Insuffisance mitrale 


Mieux supportée pendant la grossesse que la sténose mitrale du fait d'une diminution de la postcharge par diminution des résistances vasculaires systémiques, l'insuffisance mitrale (IM) expose rarement au risque d'insuffisance cardiaque, de troubles du rythme supraventriculaires et de complications thromboemboliques, mais fait peser la menace d'une endocardite infectieuse du post-partum. Dans la majorité des cas, le repos, le régime hyposodé, associés au traitement médicamenteux suffisent à contrôler une régurgitation mitrale importante. L'association de digitaliques et de diurétiques est le plus souvent utilisée. Les vasodilatateurs artériels de type hydralazine peuvent être d'une aide précieuse pour contrôler l'instabilité.

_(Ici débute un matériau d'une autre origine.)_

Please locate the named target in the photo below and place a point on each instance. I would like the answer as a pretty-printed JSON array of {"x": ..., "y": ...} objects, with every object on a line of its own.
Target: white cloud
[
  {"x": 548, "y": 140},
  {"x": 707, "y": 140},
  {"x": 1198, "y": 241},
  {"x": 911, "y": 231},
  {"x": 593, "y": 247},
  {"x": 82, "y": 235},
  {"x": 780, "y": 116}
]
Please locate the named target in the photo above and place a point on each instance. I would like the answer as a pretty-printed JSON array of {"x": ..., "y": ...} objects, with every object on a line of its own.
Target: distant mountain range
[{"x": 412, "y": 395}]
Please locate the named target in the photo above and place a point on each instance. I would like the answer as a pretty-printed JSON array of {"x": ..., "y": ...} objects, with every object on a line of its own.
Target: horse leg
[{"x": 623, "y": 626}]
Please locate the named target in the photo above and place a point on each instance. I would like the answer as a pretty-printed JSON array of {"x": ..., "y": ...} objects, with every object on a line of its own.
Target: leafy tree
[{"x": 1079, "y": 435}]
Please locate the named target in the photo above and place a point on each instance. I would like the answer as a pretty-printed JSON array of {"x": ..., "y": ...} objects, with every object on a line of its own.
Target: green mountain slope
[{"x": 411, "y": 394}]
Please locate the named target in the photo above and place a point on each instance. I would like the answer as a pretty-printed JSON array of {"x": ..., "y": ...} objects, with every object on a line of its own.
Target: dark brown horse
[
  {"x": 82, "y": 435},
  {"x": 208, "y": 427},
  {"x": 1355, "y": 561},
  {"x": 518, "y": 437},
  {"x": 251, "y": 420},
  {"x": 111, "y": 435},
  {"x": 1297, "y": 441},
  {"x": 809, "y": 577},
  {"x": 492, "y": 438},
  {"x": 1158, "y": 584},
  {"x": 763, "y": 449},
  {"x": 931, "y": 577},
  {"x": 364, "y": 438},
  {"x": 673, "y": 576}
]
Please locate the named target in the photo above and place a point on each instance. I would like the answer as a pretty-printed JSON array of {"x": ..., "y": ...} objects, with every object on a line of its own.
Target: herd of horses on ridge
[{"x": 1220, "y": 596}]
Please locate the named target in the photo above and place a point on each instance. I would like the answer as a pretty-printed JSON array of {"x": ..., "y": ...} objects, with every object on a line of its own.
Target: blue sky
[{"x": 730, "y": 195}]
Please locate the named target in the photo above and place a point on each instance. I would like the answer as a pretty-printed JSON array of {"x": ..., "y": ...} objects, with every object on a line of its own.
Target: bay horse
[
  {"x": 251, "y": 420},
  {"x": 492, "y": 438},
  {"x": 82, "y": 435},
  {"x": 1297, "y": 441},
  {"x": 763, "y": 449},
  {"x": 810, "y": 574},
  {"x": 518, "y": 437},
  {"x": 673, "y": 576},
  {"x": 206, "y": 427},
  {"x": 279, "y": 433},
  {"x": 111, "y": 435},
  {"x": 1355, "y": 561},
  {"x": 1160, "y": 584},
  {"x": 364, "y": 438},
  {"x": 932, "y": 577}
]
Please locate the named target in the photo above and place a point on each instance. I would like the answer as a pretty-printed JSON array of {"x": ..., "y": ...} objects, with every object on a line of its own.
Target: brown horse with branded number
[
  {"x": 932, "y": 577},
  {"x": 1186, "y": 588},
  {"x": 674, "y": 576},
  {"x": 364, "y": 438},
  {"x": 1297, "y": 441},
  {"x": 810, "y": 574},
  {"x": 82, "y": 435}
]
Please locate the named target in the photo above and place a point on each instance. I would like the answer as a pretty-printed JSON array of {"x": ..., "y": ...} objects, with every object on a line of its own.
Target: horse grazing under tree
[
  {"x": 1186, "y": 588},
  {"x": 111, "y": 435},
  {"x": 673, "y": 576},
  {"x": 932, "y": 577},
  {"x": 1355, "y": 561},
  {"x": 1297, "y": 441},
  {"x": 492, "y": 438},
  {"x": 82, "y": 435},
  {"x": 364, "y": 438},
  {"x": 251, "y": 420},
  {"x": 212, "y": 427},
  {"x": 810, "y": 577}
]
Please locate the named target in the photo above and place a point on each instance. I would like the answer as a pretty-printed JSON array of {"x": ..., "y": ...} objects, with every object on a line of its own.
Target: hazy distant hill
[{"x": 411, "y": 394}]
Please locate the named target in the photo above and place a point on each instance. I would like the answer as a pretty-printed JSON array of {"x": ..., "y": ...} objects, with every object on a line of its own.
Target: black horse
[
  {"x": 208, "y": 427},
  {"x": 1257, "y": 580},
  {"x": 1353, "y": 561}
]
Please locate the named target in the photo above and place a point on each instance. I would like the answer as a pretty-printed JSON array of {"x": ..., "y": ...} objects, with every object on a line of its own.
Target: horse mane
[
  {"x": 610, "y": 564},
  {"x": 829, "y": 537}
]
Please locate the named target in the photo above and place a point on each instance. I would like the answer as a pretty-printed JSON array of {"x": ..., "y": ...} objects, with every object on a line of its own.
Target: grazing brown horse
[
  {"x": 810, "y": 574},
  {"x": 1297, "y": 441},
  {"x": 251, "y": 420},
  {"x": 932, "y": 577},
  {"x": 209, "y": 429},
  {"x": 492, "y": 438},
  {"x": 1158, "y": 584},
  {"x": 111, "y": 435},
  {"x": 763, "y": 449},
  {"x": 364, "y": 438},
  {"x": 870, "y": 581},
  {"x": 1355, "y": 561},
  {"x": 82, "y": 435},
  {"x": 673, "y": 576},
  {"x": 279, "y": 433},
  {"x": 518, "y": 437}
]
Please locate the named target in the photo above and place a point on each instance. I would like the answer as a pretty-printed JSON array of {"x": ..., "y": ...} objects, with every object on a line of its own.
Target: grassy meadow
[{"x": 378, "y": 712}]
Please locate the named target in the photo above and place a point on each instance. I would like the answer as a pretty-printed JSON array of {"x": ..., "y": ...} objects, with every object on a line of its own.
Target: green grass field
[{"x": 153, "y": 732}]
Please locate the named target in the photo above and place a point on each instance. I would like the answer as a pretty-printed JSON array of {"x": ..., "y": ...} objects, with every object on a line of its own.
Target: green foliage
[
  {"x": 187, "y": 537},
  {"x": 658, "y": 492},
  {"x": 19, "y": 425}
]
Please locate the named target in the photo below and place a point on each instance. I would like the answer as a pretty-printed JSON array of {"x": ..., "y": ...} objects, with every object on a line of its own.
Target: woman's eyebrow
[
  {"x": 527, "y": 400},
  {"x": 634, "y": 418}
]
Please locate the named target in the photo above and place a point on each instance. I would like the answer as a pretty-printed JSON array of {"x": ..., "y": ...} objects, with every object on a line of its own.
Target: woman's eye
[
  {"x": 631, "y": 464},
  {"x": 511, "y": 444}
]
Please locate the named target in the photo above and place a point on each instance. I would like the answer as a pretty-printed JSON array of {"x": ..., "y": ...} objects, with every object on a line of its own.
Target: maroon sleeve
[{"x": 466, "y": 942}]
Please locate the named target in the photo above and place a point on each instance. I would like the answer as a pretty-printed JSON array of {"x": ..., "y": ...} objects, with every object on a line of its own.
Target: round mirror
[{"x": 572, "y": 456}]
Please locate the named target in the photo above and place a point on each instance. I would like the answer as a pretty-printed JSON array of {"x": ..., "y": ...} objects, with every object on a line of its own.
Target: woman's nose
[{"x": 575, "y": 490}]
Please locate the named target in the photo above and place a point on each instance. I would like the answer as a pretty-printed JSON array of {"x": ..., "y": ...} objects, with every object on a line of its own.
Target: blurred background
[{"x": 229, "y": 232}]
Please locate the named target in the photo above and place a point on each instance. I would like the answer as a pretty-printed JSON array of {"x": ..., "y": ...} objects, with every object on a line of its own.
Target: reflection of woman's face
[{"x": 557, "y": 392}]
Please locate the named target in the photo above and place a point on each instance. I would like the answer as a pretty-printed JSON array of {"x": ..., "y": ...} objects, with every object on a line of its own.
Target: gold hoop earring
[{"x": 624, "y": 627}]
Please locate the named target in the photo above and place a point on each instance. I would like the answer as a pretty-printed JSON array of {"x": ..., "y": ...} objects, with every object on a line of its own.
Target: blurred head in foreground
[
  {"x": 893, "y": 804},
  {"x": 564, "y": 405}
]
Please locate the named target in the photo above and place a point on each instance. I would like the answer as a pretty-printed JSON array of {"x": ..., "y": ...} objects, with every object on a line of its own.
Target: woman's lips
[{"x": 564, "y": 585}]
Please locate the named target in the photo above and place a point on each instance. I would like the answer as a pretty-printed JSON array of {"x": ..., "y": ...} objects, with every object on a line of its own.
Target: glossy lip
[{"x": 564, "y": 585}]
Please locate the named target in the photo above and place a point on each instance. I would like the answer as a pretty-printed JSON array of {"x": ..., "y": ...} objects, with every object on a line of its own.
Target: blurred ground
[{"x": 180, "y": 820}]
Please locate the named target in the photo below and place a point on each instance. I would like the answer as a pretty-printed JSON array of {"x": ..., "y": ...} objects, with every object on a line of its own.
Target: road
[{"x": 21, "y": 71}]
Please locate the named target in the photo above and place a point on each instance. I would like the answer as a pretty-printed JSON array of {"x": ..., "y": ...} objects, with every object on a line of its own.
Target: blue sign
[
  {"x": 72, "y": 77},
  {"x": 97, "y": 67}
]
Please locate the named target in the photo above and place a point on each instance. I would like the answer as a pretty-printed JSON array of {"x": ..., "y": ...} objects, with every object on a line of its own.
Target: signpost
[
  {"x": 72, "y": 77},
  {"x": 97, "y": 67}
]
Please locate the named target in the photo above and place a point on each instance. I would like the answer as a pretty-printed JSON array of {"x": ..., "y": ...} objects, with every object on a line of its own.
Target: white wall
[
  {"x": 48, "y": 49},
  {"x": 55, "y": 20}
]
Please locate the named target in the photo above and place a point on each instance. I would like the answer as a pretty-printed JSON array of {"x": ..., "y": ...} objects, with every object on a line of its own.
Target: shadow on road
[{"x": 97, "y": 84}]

Dans le cadre d'une IM sévère, l'indication d'une réparation valvulaire chirurgicale est portée avant la grossesse chez les patientes en âge de procréer. Dans les cas de fuites sévères et résistantes au traitement médical, une réparation pergravidique sous circulation extracorporelle est indiquée mais reste grevée d'une mortalité foetale de 50 %. Le prolapsus valvulaire mitral confirmé par échocardiographie touche 2 % des femmes en âge de procréer. Dans ses formes rythmiques, il est particulièrement recommandé de prescrire un traitement bêtabloquant. La période de l'accouchement doit être impérativement entourée d'une prophylaxie de l'endocardite. La maladie mitrale expose aux mêmes risques gravidiques que les valvulopathies mitrales précédemment décrites, bien qu'elle soit en général mieux tolérée.


Valvulopathie aortique


L'insuffisance aortique pure suit le même profil évolutif que les régurgitations mitrales par le biais de la réduction des résistances vasculaires systémiques et l'augmentation de la fréquence cardiaque qui réduisent le temps de diastole. Les fuites aortiques exposent cependant au risque d'endocardite bactérienne, d'insuffisance coronaire fonctionnelle et d'insuffisance ventriculaire gauche. Chez les patientes symptomatiques, un traitement digitalique et diurétique, associé à l'hydralazine, peut permettre un bon contrôle de la valvulopathie. 

Le rétrécissement aortique peut se manifester au cours de la grossesse par des signes d'insuffisance cardiaque gauche, d'insuffisance coronaire ou encore par une syncope. L'état gravidique est bien toléré si la surface aortique est supérieure à 1 cm2. En cas de rétrécissement aortique serré et de symptomatologie résistante au traitement médical, on peut envisager exceptionnellement un remplacement valvulaire aortique ou une valvuloplastie percutanée à tout moment.


Prothèse valvulaire et grossesse 


La survenue d'une grossesse chez une porteuse de prothèse valvulaire expose la mère à des complications thromboemboliques et hémorragiques, et l'enfant à des risques hémorragiques et tératogènes. La prothèse valvulaire augmente le risque maternofoetal pour des raisons qui diffèrent selon le type de prothèse, l'existence et la nature d'un traitement anticoagulant, et qui dépendent de l'état hémodynamique sous-jacent. 


Concernant la mère, l'état gravidopuerpéral accroît le risque thromboembolique des prothèses valvulaires et favorise dans 9,5 à 16 % des cas une dégénérescence prématurée des bioprothèses. Chez les patientes porteuses de bioprothèse, il ne semble pas que l'incidence d'événements thromboemboliques soit augmentée par la grossesse. En revanche, en présence de valve mécanique, le risque de thrombose et d'accidents emboliques est nettement majoré. Ces accidents sont plus fréquents sur les prothèses mécaniques en position mitrale (1 %) qu'en position aortique (4,5 %) ; de même, les prothèses à disque (26 %) sont plus thrombogènes que les prothèses à bille (15 %) ou à ailette (7 %). Ce risque est majoré en présence d'une fibrillation auriculaire sous-jacente . Par ailleurs, le risque thromboembolique maternel dépend du type d'anticoagulation : il est quatre fois supérieur sous héparine que sous AVK. Le traitement anticoagulant augmente l'incidence des hémorragies maternelles, en particulier pendant le péripartum.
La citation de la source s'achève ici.